What’s more, there are a couple of occasion treats available for the space station’s six-man group.

“As far as presents and so forth, I’m not sure I want to divulge anything, but I think I would tell you that Santa’s sleigh is certified for the vacuum of space,” kidded Kenny Todd, administrator of room station tasks and coordination at NASA’s Johnson Space Center in Houston.

Packed brimming with 5,769 pounds (2,617 kilograms) of gear, the mechanized payload tanker launched from cushion 40 at Cape Canaveral Air Force Station at 12:29:24 p.m. EST (1729:24 GMT) Thursday to commence a three-day trek to the space station.

The 213-foot-tall (65-meter) Falcon 9 launcher lighted nine Merlin 1D principle motors to climb away from cushion 40 with 1.7 million pounds of window-shaking push.
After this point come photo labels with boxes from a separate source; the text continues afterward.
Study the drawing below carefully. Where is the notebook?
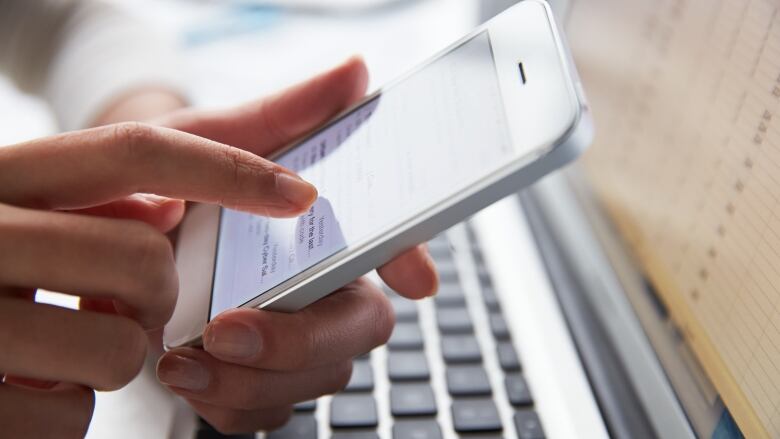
[567,0,780,437]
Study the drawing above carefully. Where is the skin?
[0,58,437,437]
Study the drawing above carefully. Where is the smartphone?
[164,0,592,347]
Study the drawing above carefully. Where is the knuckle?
[209,410,245,435]
[132,224,178,300]
[328,360,352,393]
[100,316,148,390]
[369,294,395,346]
[109,122,156,159]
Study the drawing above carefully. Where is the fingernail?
[134,193,171,206]
[203,320,260,358]
[157,354,211,392]
[276,172,317,207]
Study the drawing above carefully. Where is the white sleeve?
[0,0,184,130]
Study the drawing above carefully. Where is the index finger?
[0,122,317,216]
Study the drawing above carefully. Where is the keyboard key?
[496,341,521,372]
[447,366,492,396]
[390,383,437,418]
[344,360,374,392]
[387,323,423,350]
[266,414,317,439]
[482,287,501,311]
[433,283,466,308]
[393,420,442,439]
[489,312,510,341]
[330,393,379,428]
[477,265,493,288]
[330,431,379,439]
[452,398,502,433]
[387,352,430,381]
[504,373,534,406]
[515,410,544,439]
[441,335,482,363]
[436,259,459,283]
[293,399,317,412]
[390,297,417,322]
[436,308,474,334]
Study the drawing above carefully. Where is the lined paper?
[567,0,780,437]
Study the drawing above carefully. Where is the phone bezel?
[164,0,590,347]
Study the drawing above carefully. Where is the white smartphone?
[164,0,592,347]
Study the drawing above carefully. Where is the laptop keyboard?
[197,228,545,439]
[266,235,544,439]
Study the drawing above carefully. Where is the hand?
[0,123,316,437]
[157,59,437,433]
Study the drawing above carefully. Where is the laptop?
[181,0,780,439]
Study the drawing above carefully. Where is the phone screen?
[209,31,516,318]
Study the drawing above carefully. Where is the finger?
[0,383,95,438]
[0,298,148,390]
[203,278,394,370]
[71,194,185,233]
[0,122,317,216]
[157,348,352,410]
[376,245,439,299]
[0,205,178,328]
[162,57,368,155]
[189,400,292,435]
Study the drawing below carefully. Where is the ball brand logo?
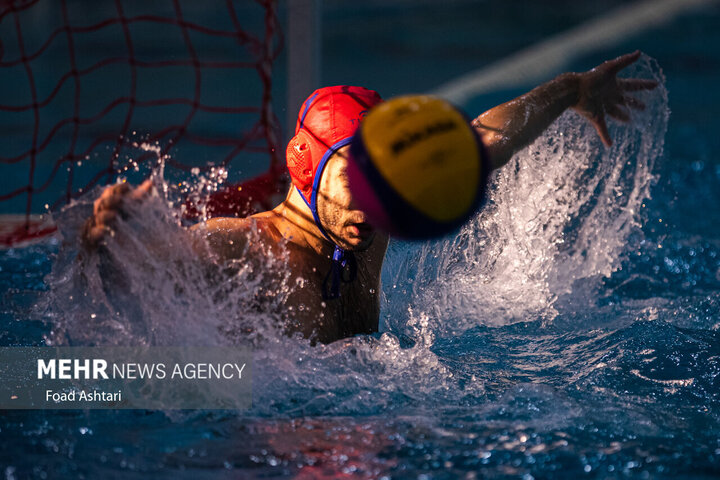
[390,120,457,155]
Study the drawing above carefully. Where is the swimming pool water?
[0,3,720,479]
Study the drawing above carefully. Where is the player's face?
[317,147,375,250]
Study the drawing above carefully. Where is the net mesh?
[0,0,283,243]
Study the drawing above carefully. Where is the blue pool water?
[0,5,720,479]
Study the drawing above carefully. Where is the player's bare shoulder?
[191,212,279,260]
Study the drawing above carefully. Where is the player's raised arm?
[473,51,657,168]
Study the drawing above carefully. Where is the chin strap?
[323,245,357,300]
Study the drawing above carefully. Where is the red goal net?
[0,0,284,244]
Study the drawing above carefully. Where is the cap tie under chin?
[322,245,357,300]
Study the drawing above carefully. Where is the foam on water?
[0,58,720,479]
[384,57,669,335]
[31,58,668,415]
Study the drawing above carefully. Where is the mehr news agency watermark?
[0,347,252,410]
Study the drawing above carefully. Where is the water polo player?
[84,52,656,342]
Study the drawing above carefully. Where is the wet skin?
[83,52,657,342]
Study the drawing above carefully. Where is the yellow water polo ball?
[348,95,489,239]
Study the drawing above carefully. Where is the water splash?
[33,58,668,416]
[383,53,669,336]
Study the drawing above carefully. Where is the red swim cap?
[286,85,382,209]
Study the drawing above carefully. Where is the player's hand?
[572,50,658,147]
[82,180,153,248]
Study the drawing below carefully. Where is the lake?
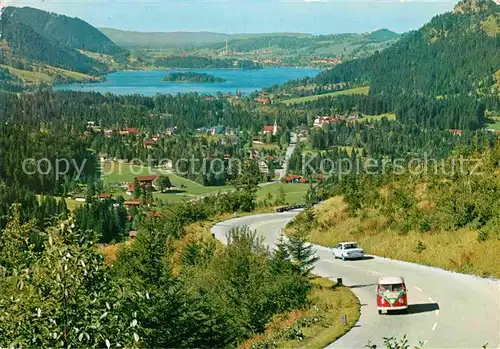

A reasonable harvest time evening sky welcomed the lamp fuel filled Falcon 9 as it diverted upper east from Cape Canaveral to adjust its flight way to the space station’s circle.

The departure happened a day delayed after extraordinary high-elevation winds kept the Falcon 9 from propelling Wednesday. Be that as it may, the upper level breezes died down enough Thursday to allow the Falcon 9’s red hot flight, and the business launcher effectively conveyed its Dragon load payload into a starter circle eight-and-a-half minutes after the fact.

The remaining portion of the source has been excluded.